Friday, May 12, 2017


President Trump’s Jones Act dilemma
(Ed.'s Note: Keppel-Amfels at the Port of Brownsville recently announced that it was diversifying its operations to include shipbuilding. It hopes to cash in on servicing offshore drilling platforms and hopes that President Donald Trump repeals exceptions to the Jones Act and require that ships operating in U.S. waters use American-built ship and American crews. Will the "America First" president give in to pressure from oil and gas lobbyists and keep the exceptions in place? Or will he stay true to his word and come down on the side of Americans, as he said repeatedly on the campaign trail? His decision is scheduled to be announced May 18.)

Excerpts from Houston Chronicle

"For years, international ships and crews have traveled in and out of the Gulf of Mexico to construct the offshore platforms and deep-sea pipelines that allow oil and gas thousands of feet below the surface of the ocean to get to market.

But now a long-running fight between U.S. energy and maritime companies about what work international crews can do under U.S. law has come to a head, forcing a decision from the Trump administration. At issue is whether to require offshore oil and gas drillers to shift work handled by international construction crews to domestic ones, something oil lobbyists warn could decimate deep-sea drilling in the Gulf.

For President Donald Trump, who has promised to both grow the domestic energy industry and preserve American jobs for American workers, finding a path forward is fraught with political pitfalls. Whatever decision he makes, he is bound to end up alienating one of his key constituencies.

Under a century-old law known as the Jones Act, only U.S.-owned vessels are allowed to perform such work within American waters.
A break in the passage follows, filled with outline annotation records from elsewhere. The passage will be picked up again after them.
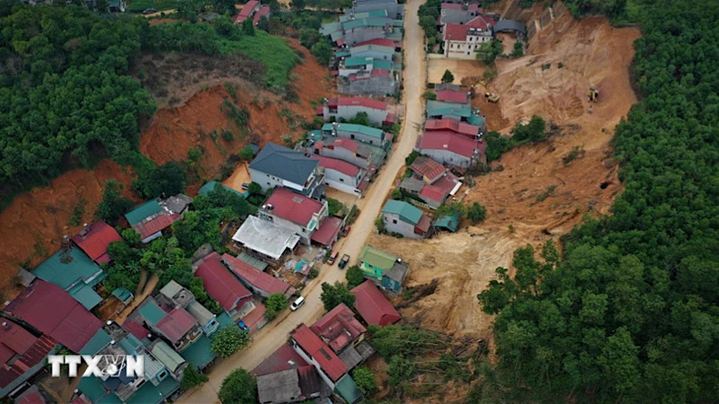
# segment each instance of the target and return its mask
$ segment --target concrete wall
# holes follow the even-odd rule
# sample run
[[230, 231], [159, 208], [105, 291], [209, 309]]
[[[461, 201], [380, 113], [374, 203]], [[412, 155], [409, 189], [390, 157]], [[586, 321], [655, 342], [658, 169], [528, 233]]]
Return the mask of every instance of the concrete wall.
[[414, 225], [403, 222], [399, 215], [382, 213], [382, 219], [388, 233], [400, 233], [409, 238], [422, 238], [421, 236], [414, 233]]
[[335, 147], [333, 149], [323, 147], [321, 150], [319, 150], [319, 156], [346, 161], [360, 168], [367, 168], [370, 167], [370, 159], [362, 158], [344, 147]]
[[397, 81], [391, 77], [370, 77], [349, 85], [338, 83], [338, 91], [357, 96], [392, 96], [397, 93]]

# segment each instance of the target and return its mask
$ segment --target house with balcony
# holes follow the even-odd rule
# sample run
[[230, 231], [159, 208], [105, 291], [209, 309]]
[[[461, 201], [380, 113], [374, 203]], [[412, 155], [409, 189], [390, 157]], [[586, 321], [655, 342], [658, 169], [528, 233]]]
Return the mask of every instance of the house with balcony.
[[167, 340], [177, 352], [182, 352], [203, 335], [197, 320], [182, 307], [176, 306], [165, 311], [157, 300], [147, 298], [138, 312], [147, 327]]
[[268, 143], [249, 164], [249, 175], [263, 192], [286, 187], [319, 199], [324, 195], [324, 170], [319, 166], [299, 151]]
[[174, 280], [167, 282], [160, 289], [159, 298], [168, 306], [184, 308], [187, 310], [187, 313], [197, 321], [205, 335], [210, 336], [219, 328], [217, 316], [199, 304], [195, 299], [195, 295], [177, 282]]
[[[322, 167], [321, 164], [319, 166]], [[325, 181], [328, 175], [325, 170]], [[326, 201], [319, 202], [287, 188], [275, 188], [258, 210], [257, 216], [292, 230], [299, 236], [303, 244], [309, 245], [312, 233], [327, 217], [328, 211]]]

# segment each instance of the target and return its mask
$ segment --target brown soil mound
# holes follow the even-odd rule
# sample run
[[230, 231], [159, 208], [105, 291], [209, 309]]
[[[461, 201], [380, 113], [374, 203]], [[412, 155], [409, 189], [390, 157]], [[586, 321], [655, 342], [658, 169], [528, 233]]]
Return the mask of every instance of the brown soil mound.
[[[0, 292], [10, 299], [16, 292], [11, 289], [13, 277], [24, 263], [32, 268], [60, 248], [63, 236], [72, 237], [82, 229], [83, 222], [91, 222], [95, 207], [102, 200], [105, 182], [110, 178], [129, 189], [130, 173], [109, 160], [104, 160], [92, 171], [74, 170], [56, 178], [50, 186], [35, 188], [17, 197], [0, 213]], [[78, 226], [68, 226], [73, 207], [81, 198], [87, 201], [85, 215]]]

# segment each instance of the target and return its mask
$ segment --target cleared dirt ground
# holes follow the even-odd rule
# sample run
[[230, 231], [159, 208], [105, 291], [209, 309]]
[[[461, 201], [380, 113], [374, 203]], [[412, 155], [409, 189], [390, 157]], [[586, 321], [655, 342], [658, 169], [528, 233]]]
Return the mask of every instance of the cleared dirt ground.
[[445, 70], [454, 76], [454, 84], [462, 84], [462, 79], [479, 80], [487, 69], [486, 65], [477, 60], [430, 59], [427, 75], [430, 83], [441, 83]]

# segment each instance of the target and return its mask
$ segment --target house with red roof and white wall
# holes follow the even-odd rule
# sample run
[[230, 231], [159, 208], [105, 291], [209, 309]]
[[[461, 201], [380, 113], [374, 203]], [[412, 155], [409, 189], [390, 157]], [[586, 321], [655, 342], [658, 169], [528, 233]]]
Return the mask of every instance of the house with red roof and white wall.
[[448, 59], [475, 59], [482, 44], [493, 38], [496, 22], [478, 15], [466, 24], [445, 24], [443, 28], [444, 56]]

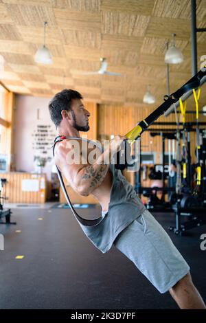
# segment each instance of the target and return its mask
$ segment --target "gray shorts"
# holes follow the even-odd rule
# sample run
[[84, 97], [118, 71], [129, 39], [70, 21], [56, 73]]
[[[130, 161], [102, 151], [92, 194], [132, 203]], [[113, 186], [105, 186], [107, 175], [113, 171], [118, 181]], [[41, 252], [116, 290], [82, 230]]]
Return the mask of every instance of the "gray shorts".
[[172, 240], [146, 210], [113, 243], [160, 293], [165, 293], [190, 271]]

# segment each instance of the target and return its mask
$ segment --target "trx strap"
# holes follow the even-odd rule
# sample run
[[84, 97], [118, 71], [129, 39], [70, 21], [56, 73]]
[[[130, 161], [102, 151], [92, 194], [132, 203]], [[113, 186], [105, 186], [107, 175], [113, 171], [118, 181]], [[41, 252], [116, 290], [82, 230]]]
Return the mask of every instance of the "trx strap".
[[179, 101], [183, 94], [192, 89], [198, 87], [201, 85], [202, 78], [206, 76], [206, 65], [201, 69], [194, 76], [179, 89], [176, 92], [167, 96], [165, 102], [150, 113], [146, 119], [139, 122], [130, 131], [127, 133], [125, 136], [127, 137], [128, 142], [133, 144], [135, 140], [139, 137], [141, 133], [145, 131], [149, 126], [154, 122], [161, 115], [163, 115], [174, 103]]
[[176, 193], [180, 194], [181, 188], [181, 142], [180, 142], [180, 130], [179, 130], [179, 120], [176, 113], [176, 105], [174, 106], [175, 118], [176, 122]]
[[181, 113], [183, 117], [183, 186], [187, 186], [187, 141], [186, 141], [186, 128], [185, 128], [185, 121], [186, 121], [186, 107], [187, 101], [185, 101], [183, 103], [181, 98], [179, 99], [179, 106], [181, 109]]
[[201, 186], [201, 144], [200, 144], [200, 131], [198, 126], [198, 100], [201, 96], [201, 88], [198, 90], [198, 93], [196, 93], [195, 89], [193, 89], [193, 95], [195, 101], [196, 106], [196, 187], [194, 189], [194, 194], [197, 193], [198, 187]]
[[[174, 92], [170, 96], [167, 97], [167, 99], [165, 99], [165, 102], [161, 104], [157, 109], [156, 109], [153, 112], [152, 112], [146, 119], [141, 121], [133, 129], [126, 133], [126, 137], [128, 141], [129, 144], [133, 144], [136, 139], [141, 135], [141, 134], [145, 131], [149, 126], [154, 122], [157, 119], [158, 119], [161, 115], [163, 115], [170, 107], [172, 104], [176, 103], [180, 98], [185, 94], [188, 91], [197, 88], [201, 85], [201, 81], [202, 78], [206, 76], [206, 68], [200, 70], [194, 76], [193, 76], [190, 80], [189, 80], [187, 83], [183, 85], [182, 87], [179, 89], [176, 92]], [[54, 142], [53, 144], [53, 155], [54, 157], [54, 147], [56, 142], [61, 142], [65, 139], [69, 138], [69, 137], [66, 136], [58, 136], [55, 138]], [[84, 225], [86, 226], [95, 226], [98, 225], [103, 219], [102, 216], [100, 216], [98, 219], [93, 220], [87, 220], [86, 219], [82, 218], [74, 210], [73, 205], [71, 203], [69, 197], [68, 196], [63, 179], [61, 175], [61, 172], [59, 170], [56, 166], [57, 173], [59, 178], [59, 181], [65, 194], [65, 198], [68, 204], [69, 205], [71, 210], [76, 216], [77, 220]]]
[[[55, 145], [57, 142], [62, 142], [62, 140], [65, 140], [65, 139], [69, 139], [70, 138], [70, 137], [66, 137], [66, 136], [60, 136], [60, 135], [58, 135], [58, 137], [56, 137], [54, 140], [54, 144], [52, 146], [52, 148], [53, 148], [53, 156], [54, 157], [54, 148], [55, 148]], [[76, 219], [80, 223], [82, 223], [83, 225], [85, 225], [85, 226], [87, 226], [87, 227], [91, 227], [91, 226], [95, 226], [95, 225], [97, 225], [98, 224], [99, 224], [102, 220], [103, 220], [103, 217], [102, 216], [100, 216], [99, 218], [98, 219], [94, 219], [93, 220], [88, 220], [87, 219], [84, 219], [84, 218], [82, 218], [82, 216], [80, 216], [76, 212], [76, 210], [74, 210], [73, 205], [72, 205], [72, 203], [70, 201], [70, 199], [69, 197], [69, 195], [68, 195], [68, 193], [67, 192], [67, 189], [65, 188], [65, 183], [64, 183], [64, 181], [63, 181], [63, 178], [62, 178], [62, 173], [60, 171], [60, 170], [58, 169], [58, 168], [57, 167], [57, 166], [56, 165], [56, 170], [57, 170], [57, 174], [58, 174], [58, 179], [59, 179], [59, 181], [60, 183], [60, 186], [61, 186], [61, 188], [62, 188], [62, 190], [64, 192], [64, 194], [65, 194], [65, 199], [69, 204], [69, 205], [70, 206], [71, 208], [71, 212], [73, 214], [73, 215], [75, 216], [75, 217], [76, 218]]]

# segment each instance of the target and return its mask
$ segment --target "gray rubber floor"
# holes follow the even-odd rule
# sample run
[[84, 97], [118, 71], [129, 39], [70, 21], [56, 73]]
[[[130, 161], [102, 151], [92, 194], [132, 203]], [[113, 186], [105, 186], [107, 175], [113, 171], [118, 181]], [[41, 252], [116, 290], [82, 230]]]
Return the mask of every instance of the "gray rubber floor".
[[[155, 217], [165, 229], [174, 223], [172, 214]], [[17, 225], [0, 225], [0, 309], [177, 309], [169, 293], [160, 294], [115, 247], [105, 254], [96, 249], [69, 210], [16, 208], [12, 220]], [[203, 233], [205, 225], [187, 236], [169, 232], [205, 300]]]

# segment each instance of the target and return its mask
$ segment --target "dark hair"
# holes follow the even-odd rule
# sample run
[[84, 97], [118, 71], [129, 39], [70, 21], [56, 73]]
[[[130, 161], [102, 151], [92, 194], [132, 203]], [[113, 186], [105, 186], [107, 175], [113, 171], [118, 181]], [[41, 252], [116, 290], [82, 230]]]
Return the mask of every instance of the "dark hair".
[[49, 103], [49, 110], [51, 119], [56, 128], [58, 126], [62, 120], [61, 112], [62, 110], [71, 110], [72, 99], [82, 99], [82, 96], [75, 90], [65, 89], [57, 93]]

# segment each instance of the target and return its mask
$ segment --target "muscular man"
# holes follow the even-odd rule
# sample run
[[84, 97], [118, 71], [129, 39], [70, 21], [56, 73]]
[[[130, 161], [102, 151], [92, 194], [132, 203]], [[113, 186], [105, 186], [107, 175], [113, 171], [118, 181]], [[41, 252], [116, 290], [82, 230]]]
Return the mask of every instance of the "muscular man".
[[[104, 151], [100, 150], [93, 164], [87, 155], [84, 162], [69, 162], [67, 157], [73, 149], [73, 140], [80, 144], [81, 156], [84, 155], [83, 139], [79, 131], [89, 129], [90, 113], [82, 99], [76, 91], [65, 89], [53, 98], [49, 109], [61, 139], [55, 145], [57, 167], [78, 193], [93, 194], [102, 208], [103, 220], [92, 227], [80, 223], [82, 230], [103, 253], [115, 245], [160, 293], [169, 291], [181, 309], [205, 309], [192, 281], [189, 265], [165, 231], [145, 208], [133, 186], [111, 163], [124, 137], [116, 136]], [[93, 146], [94, 148], [97, 147]], [[90, 151], [89, 148], [88, 155]], [[104, 160], [109, 162], [104, 163]]]

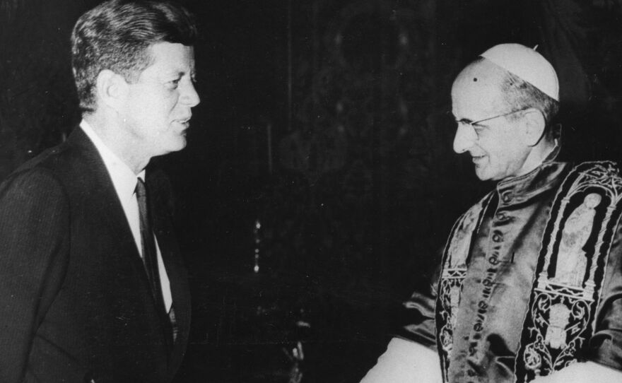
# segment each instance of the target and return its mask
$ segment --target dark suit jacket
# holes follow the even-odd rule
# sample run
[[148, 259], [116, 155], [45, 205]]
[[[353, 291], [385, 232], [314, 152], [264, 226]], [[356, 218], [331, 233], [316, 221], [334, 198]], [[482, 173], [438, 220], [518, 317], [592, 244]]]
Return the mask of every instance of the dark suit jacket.
[[112, 180], [76, 128], [0, 187], [0, 382], [169, 382], [189, 328], [170, 188], [146, 172], [179, 333], [167, 346]]

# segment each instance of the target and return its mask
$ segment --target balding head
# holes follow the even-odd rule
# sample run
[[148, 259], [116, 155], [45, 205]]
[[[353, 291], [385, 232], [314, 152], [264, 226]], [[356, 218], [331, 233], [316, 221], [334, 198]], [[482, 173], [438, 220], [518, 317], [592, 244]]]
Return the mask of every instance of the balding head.
[[[478, 81], [479, 83], [477, 83]], [[536, 109], [542, 113], [547, 124], [559, 110], [559, 102], [556, 100], [518, 76], [483, 57], [479, 57], [460, 72], [454, 81], [452, 94], [459, 83], [461, 87], [475, 92], [474, 96], [476, 98], [481, 98], [484, 92], [488, 95], [494, 94], [495, 99], [489, 101], [497, 106], [500, 106], [499, 102], [503, 102], [506, 107], [513, 110], [529, 107]], [[489, 89], [493, 87], [496, 90]]]
[[469, 153], [482, 180], [526, 174], [554, 147], [546, 126], [556, 107], [556, 101], [532, 84], [480, 57], [452, 87], [457, 122], [454, 150]]

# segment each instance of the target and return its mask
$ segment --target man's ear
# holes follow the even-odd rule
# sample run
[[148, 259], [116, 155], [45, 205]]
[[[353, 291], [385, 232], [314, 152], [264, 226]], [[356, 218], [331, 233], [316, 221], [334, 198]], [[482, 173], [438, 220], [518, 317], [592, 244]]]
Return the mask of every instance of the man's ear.
[[128, 83], [122, 76], [104, 69], [98, 75], [95, 86], [100, 103], [115, 110], [119, 110], [125, 103]]
[[544, 135], [546, 122], [542, 112], [535, 108], [529, 108], [523, 114], [524, 133], [525, 143], [529, 146], [535, 146]]

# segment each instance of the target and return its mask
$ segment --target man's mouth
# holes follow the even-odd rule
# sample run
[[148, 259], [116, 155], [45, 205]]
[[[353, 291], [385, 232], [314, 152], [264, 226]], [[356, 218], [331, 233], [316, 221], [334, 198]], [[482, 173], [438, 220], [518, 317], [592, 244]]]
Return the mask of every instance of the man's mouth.
[[188, 129], [190, 126], [190, 117], [182, 119], [176, 119], [175, 122], [183, 125], [184, 129]]
[[472, 156], [472, 160], [473, 160], [473, 163], [481, 163], [481, 162], [485, 158], [486, 158], [486, 155], [473, 155], [473, 156]]

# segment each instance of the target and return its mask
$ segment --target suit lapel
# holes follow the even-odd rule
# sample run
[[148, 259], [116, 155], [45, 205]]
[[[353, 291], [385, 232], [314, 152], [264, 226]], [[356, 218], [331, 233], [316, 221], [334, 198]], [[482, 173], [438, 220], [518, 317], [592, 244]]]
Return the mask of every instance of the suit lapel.
[[190, 300], [188, 276], [175, 237], [170, 202], [172, 199], [168, 178], [158, 170], [148, 168], [146, 182], [151, 196], [150, 208], [153, 230], [170, 283], [175, 309], [177, 338], [173, 345], [170, 367], [175, 370], [181, 363], [188, 342], [190, 329]]

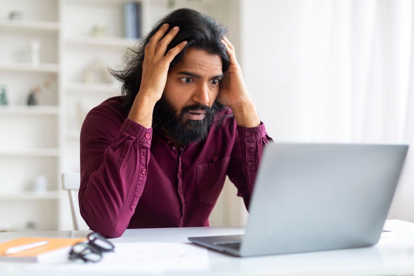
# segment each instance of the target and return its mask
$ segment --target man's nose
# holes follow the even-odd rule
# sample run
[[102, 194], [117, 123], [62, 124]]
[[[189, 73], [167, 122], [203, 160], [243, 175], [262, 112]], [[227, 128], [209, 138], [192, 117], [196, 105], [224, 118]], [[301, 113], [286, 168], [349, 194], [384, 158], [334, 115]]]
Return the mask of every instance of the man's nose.
[[209, 97], [208, 84], [201, 84], [196, 89], [197, 90], [193, 96], [193, 100], [202, 104], [208, 105], [210, 99]]

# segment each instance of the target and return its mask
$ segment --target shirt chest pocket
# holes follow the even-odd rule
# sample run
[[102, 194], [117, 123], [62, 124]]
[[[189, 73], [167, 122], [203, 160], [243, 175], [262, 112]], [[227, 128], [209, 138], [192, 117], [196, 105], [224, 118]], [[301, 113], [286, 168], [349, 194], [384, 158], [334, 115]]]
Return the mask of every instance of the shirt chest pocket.
[[216, 203], [223, 189], [230, 157], [197, 165], [198, 201], [208, 204]]

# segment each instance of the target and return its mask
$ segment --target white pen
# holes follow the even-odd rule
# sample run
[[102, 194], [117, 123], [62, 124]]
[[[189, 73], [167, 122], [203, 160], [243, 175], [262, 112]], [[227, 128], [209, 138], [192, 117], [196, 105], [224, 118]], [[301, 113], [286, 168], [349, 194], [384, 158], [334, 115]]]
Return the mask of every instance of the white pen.
[[36, 242], [32, 243], [29, 243], [27, 245], [14, 246], [12, 247], [7, 248], [5, 250], [4, 253], [5, 254], [12, 254], [25, 250], [27, 249], [30, 249], [31, 248], [34, 248], [34, 247], [44, 245], [48, 243], [48, 242], [49, 242], [47, 240], [43, 240], [41, 242]]

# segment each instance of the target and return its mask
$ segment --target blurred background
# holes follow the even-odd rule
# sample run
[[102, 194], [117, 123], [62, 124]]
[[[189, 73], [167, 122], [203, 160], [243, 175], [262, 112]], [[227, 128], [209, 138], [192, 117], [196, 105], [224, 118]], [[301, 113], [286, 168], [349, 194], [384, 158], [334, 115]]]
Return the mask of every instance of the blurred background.
[[[0, 0], [0, 231], [73, 229], [60, 174], [79, 172], [86, 114], [119, 94], [108, 67], [184, 7], [229, 27], [275, 141], [414, 140], [411, 0]], [[412, 151], [390, 218], [414, 222]], [[228, 180], [212, 225], [246, 223], [236, 193]]]

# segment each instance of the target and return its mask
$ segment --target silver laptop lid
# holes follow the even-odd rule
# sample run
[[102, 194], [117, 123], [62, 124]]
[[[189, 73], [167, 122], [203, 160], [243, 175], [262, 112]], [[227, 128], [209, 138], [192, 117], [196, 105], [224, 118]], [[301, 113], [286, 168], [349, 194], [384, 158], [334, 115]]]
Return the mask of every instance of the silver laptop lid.
[[406, 145], [267, 145], [241, 255], [376, 244], [407, 149]]

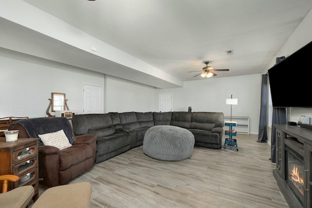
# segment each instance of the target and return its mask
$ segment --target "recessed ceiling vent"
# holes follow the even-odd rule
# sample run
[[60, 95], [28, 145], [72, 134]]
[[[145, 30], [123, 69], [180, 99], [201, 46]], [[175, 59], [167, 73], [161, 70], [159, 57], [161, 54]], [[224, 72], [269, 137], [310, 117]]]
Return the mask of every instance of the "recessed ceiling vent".
[[233, 50], [229, 50], [228, 51], [226, 51], [226, 54], [227, 55], [231, 55], [233, 54]]

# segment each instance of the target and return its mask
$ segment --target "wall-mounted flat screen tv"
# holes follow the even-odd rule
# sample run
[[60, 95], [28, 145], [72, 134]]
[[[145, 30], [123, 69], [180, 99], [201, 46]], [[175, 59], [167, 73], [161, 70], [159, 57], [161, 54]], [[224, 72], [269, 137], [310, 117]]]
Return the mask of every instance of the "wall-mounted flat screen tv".
[[312, 108], [312, 41], [268, 71], [273, 107]]

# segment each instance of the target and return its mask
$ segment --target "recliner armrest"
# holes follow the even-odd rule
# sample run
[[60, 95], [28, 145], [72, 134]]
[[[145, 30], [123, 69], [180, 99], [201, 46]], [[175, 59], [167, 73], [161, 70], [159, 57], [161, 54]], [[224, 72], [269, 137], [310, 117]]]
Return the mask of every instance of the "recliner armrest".
[[42, 154], [59, 154], [60, 151], [57, 147], [45, 145], [38, 146], [38, 150]]
[[223, 132], [223, 128], [222, 127], [214, 127], [211, 130], [211, 132], [215, 133], [222, 133]]
[[132, 130], [130, 128], [122, 128], [116, 129], [116, 131], [121, 131], [121, 132], [130, 132], [132, 131]]
[[97, 140], [96, 134], [84, 134], [75, 136], [75, 142], [73, 145], [78, 144], [91, 144]]

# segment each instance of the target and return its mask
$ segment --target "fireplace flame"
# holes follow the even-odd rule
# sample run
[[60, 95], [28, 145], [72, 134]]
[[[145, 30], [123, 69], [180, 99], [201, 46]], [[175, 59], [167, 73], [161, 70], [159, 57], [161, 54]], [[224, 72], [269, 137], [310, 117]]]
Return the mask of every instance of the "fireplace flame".
[[299, 170], [298, 170], [298, 167], [293, 166], [293, 169], [291, 171], [292, 180], [292, 181], [295, 181], [301, 184], [304, 184], [304, 180], [303, 177], [300, 177], [299, 174]]

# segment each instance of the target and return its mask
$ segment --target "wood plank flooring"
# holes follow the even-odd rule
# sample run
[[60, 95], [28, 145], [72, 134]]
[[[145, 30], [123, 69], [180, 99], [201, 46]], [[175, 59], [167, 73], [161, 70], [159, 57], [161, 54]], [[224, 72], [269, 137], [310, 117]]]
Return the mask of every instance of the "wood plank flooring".
[[273, 176], [270, 145], [256, 142], [256, 134], [236, 138], [238, 151], [195, 147], [191, 158], [176, 162], [153, 159], [139, 147], [69, 183], [89, 182], [95, 208], [289, 208]]

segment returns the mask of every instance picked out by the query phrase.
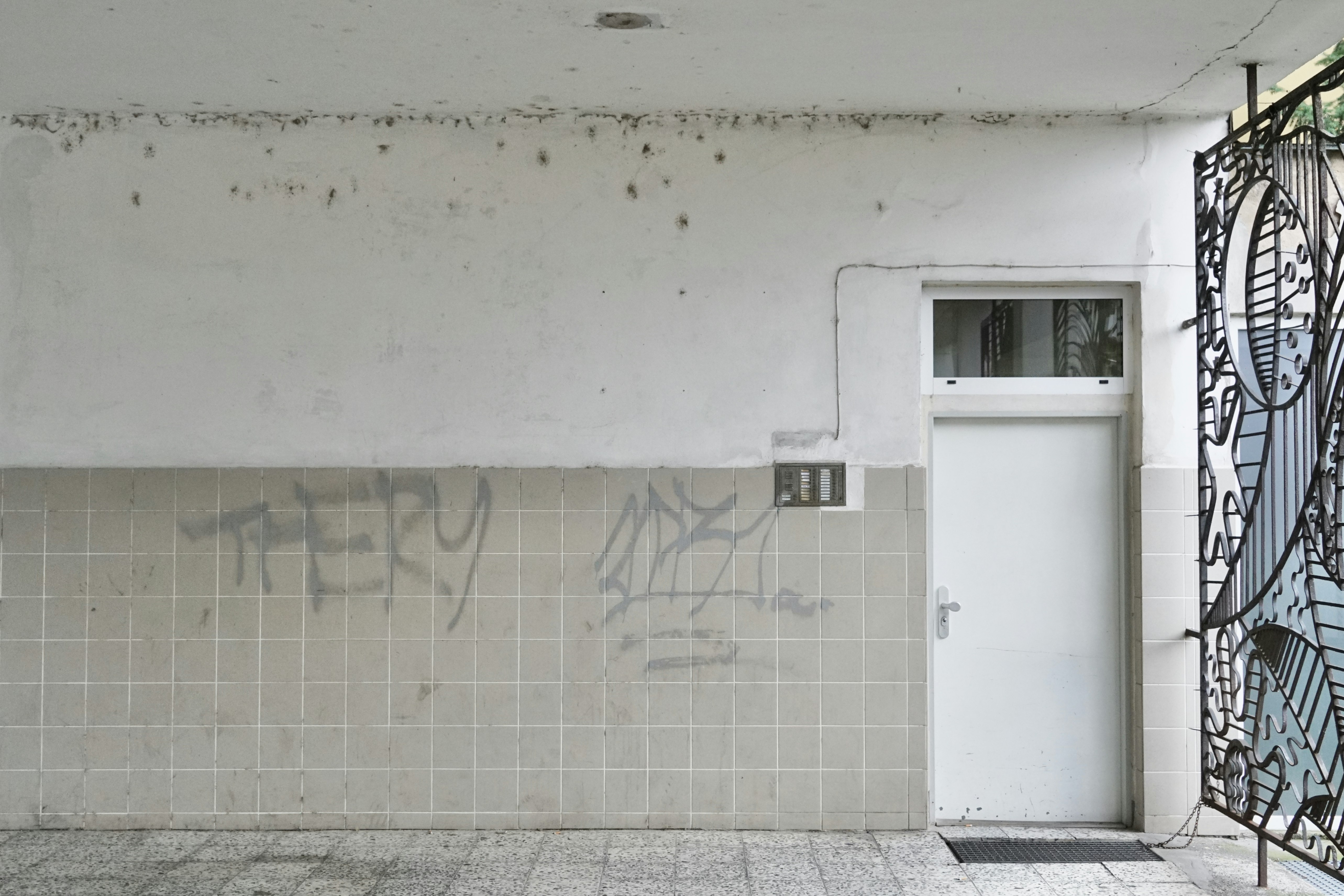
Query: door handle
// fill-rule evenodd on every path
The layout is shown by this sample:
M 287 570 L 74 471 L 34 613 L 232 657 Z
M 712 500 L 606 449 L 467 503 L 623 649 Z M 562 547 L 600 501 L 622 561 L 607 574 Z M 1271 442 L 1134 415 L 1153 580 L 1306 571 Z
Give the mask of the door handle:
M 935 594 L 938 596 L 938 637 L 946 638 L 952 634 L 952 614 L 958 613 L 961 604 L 956 600 L 948 600 L 952 595 L 945 584 L 939 584 Z

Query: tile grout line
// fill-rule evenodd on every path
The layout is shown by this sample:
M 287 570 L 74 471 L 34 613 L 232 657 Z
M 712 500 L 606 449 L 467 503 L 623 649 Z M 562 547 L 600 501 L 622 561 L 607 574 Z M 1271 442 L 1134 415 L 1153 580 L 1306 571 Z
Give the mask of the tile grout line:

But over the decades U.S. customs officials made a series of exemptions, allowing oil and gas companies to employ foreign vessels to perform specific tasks such as moving the fluid that drillers use to lubricate wells between sites or laying down massive subsea equipment that can weigh hundreds of tons forward is fraught with political pitfalls. Whatever decision he makes, he is bound to end up alienating one of his key constituencies.

Then in 2009, former President Barack Obama ordered a review of those rules, setting off a panic in the offshore industry that gradually abated over the next eight years as no action was taken. Then, just days before leaving office, the Obama administration released a proposal that would repeal decades of U.S. Customs and Border Protection rulings that allowed the exemptions, forcing offshore oil companies to use U.S. ships and crews.

The White House did not respond to a request for comment, but a spokeswoman for U.S. Customs and Border Protection said the agency, which postponed a decision by two months to allow more time for public comment, is scheduled to rule by May 18.

In response, the U.S. oil and gas industry has undertaken a fierce lobbying campaign to block a repeal. The American Petroleum Institute recently released a study forecasting 30,000 job losses in this year alone, mostly in the Gulf region, and a 23 percent drop in U.S. oil and gas production by 2030.

Among the arguments used by U.S. maritime companies is that oil and gas drillers prefer international crews, which might be drawn from the less prosperous countries like the Philippines or Eastern Europe, because they are cheaper. Leatt, chief executive of the international maritime group, described that assertion as 'nice propaganda.'”


BobbyWC said...

The port and angels seem to be ahead of the curve. Also do not forget the steel issue on the table

Anonymous said...

It's all about money. International businesses like this depend on cheap labor. Let's hope any future drilling uses American labor, at American labor prices.

Anonymous said...

What freakin' "angels," BLIMP? Get a hold of your fat ass, BLIMPO. LOL!!!!